Forced, I should say. I was so wrapped up in Aaron's story about his ex-girlfriend trying to contact him from prison that I hadn't noticed the other Ravenclaws leave. I'm glad the ministry let me go after what I did to her. For a second, I felt my throat tighten. Once more, I'm there again.

Sometimes I wish it was a good idea to extract the memory from my head.

"Marty," Michael says again. It is just us sitting down.

"Yes, sorry," I say. "What is it?"

"I finished the recording," he says. "I'm going to go play it for Michael and Terry. I figured it would make sense for me to offer to let you hear it, seeing as you solved the dilemma."
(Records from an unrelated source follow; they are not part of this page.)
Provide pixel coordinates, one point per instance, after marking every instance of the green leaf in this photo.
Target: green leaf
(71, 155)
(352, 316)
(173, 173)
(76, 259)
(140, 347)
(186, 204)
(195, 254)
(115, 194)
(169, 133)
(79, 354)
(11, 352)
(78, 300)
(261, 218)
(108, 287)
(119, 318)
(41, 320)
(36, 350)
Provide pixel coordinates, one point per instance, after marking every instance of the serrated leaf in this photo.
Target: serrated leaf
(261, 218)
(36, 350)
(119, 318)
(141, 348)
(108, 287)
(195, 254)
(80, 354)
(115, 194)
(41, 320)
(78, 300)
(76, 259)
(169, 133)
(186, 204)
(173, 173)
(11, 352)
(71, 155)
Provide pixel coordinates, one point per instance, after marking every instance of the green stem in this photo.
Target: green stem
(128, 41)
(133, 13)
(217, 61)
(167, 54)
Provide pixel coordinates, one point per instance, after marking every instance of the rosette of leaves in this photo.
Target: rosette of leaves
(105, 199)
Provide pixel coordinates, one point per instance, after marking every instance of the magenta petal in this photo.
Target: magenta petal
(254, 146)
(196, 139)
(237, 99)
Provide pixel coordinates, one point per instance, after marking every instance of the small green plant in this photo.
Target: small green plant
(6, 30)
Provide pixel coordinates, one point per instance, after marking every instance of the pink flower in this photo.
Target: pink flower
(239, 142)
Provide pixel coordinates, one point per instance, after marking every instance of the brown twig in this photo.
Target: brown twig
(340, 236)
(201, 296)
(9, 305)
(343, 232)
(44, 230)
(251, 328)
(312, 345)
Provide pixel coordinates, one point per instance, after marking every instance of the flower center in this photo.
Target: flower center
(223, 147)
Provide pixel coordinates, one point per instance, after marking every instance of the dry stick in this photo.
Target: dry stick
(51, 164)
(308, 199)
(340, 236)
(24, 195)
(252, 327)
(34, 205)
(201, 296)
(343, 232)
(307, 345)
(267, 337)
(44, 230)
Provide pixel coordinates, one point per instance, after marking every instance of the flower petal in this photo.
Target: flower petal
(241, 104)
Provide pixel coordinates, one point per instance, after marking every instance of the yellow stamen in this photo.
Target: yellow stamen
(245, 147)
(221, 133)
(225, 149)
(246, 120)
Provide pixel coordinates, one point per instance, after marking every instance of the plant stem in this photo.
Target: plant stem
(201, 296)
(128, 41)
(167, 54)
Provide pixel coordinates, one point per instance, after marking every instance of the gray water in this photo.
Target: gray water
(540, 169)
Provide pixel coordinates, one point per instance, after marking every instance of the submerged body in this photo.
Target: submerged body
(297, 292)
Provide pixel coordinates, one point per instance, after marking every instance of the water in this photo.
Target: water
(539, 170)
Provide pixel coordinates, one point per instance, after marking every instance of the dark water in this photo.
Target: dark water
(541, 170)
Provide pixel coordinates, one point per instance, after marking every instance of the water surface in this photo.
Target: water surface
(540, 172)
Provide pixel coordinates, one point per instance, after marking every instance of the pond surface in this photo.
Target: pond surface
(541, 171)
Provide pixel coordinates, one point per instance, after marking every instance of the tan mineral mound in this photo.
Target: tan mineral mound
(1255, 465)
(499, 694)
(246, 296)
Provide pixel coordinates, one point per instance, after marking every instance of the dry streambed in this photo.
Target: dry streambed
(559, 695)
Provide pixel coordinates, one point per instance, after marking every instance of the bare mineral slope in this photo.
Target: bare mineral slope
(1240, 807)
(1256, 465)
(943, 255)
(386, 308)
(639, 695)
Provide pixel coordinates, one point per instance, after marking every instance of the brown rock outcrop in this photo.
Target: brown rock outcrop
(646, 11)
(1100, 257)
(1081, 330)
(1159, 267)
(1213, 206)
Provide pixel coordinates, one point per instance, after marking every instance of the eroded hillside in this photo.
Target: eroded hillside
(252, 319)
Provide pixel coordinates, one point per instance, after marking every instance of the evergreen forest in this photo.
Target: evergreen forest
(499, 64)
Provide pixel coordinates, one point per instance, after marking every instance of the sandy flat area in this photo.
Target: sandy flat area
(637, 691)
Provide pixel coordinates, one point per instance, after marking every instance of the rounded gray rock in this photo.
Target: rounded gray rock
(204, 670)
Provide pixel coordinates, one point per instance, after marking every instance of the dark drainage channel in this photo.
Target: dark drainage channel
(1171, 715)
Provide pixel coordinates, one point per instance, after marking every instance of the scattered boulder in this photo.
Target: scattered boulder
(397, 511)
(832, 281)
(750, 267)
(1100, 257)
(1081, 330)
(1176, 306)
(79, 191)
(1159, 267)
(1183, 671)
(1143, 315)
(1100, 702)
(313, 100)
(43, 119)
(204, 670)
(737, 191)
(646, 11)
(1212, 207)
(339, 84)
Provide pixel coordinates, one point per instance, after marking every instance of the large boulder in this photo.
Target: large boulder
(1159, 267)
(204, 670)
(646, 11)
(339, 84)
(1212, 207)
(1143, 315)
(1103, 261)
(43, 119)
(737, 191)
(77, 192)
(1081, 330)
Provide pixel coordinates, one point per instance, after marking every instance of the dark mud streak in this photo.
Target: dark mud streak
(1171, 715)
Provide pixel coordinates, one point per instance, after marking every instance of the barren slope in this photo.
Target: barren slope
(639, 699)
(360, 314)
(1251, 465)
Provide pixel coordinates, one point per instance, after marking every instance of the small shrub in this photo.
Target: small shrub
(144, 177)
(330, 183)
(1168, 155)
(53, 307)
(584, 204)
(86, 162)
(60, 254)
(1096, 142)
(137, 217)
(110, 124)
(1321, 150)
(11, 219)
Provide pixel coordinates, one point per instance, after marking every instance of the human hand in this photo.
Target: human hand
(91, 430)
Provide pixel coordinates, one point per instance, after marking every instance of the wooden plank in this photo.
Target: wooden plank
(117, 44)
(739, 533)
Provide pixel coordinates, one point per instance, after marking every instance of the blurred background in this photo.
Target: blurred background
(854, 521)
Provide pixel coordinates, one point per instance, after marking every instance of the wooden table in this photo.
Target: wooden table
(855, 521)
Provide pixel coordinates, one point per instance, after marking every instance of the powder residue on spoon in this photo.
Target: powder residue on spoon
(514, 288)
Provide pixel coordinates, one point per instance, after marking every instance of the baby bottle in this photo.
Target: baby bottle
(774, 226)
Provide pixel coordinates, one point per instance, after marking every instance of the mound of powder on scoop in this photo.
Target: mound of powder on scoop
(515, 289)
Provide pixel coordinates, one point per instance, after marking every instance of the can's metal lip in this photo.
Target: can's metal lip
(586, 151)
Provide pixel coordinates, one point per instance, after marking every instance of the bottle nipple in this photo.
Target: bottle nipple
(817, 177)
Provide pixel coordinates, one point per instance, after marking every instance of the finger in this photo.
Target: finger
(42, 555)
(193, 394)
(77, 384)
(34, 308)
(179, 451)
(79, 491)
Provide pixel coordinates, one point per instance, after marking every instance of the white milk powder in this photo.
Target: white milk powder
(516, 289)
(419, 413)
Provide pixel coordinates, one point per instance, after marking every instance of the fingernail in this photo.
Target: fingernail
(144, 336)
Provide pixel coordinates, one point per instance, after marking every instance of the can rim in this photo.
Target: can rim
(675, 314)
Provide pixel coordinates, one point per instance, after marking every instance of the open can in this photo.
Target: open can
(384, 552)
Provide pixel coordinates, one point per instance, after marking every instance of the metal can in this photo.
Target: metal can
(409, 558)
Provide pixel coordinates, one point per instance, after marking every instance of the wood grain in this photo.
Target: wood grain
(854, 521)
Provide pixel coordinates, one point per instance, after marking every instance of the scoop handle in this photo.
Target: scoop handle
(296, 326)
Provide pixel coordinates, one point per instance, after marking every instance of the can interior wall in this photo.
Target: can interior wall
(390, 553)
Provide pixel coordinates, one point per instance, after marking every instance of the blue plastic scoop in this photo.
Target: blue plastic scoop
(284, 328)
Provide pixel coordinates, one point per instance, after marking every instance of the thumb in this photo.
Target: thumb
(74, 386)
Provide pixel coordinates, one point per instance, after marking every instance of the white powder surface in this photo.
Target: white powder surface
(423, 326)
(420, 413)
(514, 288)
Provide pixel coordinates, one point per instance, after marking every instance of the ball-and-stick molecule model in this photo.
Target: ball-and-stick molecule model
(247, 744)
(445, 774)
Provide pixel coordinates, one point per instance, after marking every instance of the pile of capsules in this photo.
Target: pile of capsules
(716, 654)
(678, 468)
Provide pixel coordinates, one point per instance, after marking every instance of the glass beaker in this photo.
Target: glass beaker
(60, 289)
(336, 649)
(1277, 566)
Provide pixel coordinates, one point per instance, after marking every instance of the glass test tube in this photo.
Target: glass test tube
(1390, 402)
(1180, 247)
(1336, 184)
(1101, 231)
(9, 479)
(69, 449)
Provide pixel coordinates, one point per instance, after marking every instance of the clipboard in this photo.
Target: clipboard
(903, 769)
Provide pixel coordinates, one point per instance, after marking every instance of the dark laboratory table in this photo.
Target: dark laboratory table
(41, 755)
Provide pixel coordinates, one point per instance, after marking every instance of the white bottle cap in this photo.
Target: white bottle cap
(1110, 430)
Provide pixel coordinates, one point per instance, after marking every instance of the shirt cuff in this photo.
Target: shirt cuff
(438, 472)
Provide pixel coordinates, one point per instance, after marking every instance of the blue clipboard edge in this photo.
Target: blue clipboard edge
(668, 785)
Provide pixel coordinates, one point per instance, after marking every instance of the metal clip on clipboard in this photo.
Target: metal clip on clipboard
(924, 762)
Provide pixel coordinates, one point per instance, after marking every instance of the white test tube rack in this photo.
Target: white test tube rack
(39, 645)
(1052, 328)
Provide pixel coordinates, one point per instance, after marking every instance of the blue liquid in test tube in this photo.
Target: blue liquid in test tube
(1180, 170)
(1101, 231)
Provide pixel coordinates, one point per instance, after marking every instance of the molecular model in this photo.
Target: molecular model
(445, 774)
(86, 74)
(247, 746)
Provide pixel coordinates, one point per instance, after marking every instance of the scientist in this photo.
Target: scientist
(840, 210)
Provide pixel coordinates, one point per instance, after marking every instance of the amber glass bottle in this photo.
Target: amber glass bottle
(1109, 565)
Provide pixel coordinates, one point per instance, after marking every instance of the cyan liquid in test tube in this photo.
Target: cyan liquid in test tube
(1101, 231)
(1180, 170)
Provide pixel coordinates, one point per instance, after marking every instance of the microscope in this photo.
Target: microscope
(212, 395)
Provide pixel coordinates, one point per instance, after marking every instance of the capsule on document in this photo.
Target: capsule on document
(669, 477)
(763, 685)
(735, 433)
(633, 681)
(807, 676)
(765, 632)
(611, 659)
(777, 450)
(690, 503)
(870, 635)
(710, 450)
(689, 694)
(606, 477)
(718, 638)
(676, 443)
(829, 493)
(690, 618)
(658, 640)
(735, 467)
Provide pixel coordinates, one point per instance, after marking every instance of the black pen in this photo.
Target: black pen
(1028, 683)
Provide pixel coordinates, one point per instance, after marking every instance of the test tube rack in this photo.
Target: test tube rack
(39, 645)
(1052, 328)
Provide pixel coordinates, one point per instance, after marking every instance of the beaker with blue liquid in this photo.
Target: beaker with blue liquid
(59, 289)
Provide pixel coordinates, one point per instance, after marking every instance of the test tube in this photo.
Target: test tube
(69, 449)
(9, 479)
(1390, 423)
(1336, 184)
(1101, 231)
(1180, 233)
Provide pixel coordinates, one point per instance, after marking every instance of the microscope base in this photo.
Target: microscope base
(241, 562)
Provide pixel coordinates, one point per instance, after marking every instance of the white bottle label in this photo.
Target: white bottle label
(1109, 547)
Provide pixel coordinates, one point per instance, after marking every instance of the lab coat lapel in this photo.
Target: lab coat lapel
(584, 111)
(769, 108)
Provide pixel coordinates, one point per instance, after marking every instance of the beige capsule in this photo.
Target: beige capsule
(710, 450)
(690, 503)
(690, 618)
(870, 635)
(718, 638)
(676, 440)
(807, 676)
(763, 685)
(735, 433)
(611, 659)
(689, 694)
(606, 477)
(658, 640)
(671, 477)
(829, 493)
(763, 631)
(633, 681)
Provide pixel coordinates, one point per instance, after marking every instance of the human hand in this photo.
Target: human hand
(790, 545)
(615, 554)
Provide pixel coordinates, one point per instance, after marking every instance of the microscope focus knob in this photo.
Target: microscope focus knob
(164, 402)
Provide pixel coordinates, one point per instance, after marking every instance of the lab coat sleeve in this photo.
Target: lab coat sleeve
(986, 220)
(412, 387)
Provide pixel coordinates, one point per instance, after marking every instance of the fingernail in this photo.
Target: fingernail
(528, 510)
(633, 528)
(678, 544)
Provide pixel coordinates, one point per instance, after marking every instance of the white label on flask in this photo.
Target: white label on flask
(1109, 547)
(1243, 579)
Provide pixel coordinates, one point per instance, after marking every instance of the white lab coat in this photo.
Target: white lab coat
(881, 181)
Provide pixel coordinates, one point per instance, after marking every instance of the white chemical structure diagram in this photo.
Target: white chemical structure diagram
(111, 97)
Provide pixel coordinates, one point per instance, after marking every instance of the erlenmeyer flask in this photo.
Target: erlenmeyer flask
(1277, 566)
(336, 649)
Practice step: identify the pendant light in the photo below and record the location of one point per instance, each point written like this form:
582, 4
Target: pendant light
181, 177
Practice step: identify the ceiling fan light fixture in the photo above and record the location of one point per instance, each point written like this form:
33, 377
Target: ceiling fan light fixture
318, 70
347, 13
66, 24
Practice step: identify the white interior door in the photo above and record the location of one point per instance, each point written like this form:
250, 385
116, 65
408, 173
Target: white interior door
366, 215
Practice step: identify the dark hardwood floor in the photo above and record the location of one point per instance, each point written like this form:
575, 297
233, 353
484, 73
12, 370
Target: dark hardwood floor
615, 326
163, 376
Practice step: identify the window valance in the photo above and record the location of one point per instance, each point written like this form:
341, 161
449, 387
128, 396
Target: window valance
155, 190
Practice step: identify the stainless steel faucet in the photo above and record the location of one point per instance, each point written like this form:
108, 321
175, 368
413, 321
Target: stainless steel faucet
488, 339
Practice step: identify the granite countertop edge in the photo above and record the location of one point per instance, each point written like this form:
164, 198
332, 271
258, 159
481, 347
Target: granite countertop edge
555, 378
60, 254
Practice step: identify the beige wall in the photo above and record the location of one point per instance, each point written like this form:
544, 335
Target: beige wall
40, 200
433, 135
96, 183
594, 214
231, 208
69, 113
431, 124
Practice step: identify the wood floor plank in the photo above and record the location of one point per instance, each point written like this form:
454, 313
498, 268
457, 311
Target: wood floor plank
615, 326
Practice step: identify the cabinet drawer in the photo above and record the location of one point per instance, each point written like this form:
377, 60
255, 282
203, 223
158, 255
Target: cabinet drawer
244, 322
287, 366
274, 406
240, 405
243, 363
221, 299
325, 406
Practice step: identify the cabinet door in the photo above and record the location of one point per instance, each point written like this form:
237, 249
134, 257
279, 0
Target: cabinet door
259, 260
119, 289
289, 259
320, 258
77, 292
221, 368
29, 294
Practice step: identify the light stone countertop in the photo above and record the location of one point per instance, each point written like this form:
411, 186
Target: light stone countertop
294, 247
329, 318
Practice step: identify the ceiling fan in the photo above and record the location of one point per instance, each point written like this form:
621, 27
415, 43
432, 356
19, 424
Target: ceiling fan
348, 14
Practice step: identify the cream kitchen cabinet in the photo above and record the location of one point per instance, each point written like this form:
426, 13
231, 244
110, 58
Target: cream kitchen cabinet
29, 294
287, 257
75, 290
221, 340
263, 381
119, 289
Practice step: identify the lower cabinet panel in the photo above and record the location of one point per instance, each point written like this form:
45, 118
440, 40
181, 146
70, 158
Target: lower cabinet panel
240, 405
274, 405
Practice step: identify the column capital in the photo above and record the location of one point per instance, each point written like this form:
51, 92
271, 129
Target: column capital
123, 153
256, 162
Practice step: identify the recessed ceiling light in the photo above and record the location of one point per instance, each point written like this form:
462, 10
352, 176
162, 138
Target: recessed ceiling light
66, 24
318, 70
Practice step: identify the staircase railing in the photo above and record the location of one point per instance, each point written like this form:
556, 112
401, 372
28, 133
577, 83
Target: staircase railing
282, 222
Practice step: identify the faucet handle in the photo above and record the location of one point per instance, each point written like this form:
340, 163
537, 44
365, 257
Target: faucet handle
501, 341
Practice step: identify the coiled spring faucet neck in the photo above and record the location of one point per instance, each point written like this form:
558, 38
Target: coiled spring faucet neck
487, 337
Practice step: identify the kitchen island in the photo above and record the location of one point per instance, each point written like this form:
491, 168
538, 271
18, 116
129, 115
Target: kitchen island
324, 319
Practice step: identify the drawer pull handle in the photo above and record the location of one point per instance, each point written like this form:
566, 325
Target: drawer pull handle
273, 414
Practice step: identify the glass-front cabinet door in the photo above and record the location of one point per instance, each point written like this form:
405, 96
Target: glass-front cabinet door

Michael jerks his head towards the end of the Great Hall. I can see Terry and Anthony together. Terry has his nose buried in his book, and he pushes up his glasses. Anthony is talking to him or rather talking to the air since it doesn't quite seem like Terry is listening.

"Yeah, sure," I say.

Michael and I get up. We head down the hall towards the others. Anthony is talking to Terry about some Quidditch match he heard on the wireless last week. Quidditch always bored me, but after the events of the Quidditch World Cup, and the resurgence of the Dark Mark, I've been even less interested than usual.

Michael continues to relive the match, and Terry continues to read, while we head to the choir room. I don't think I've been inside it in years. Music has never been something that I've particularly excelled at doing. I tried to join the choir in my first year, but my voice was mediocre, and I wanted to spend my time elsewhere rather than put in the work to make it better.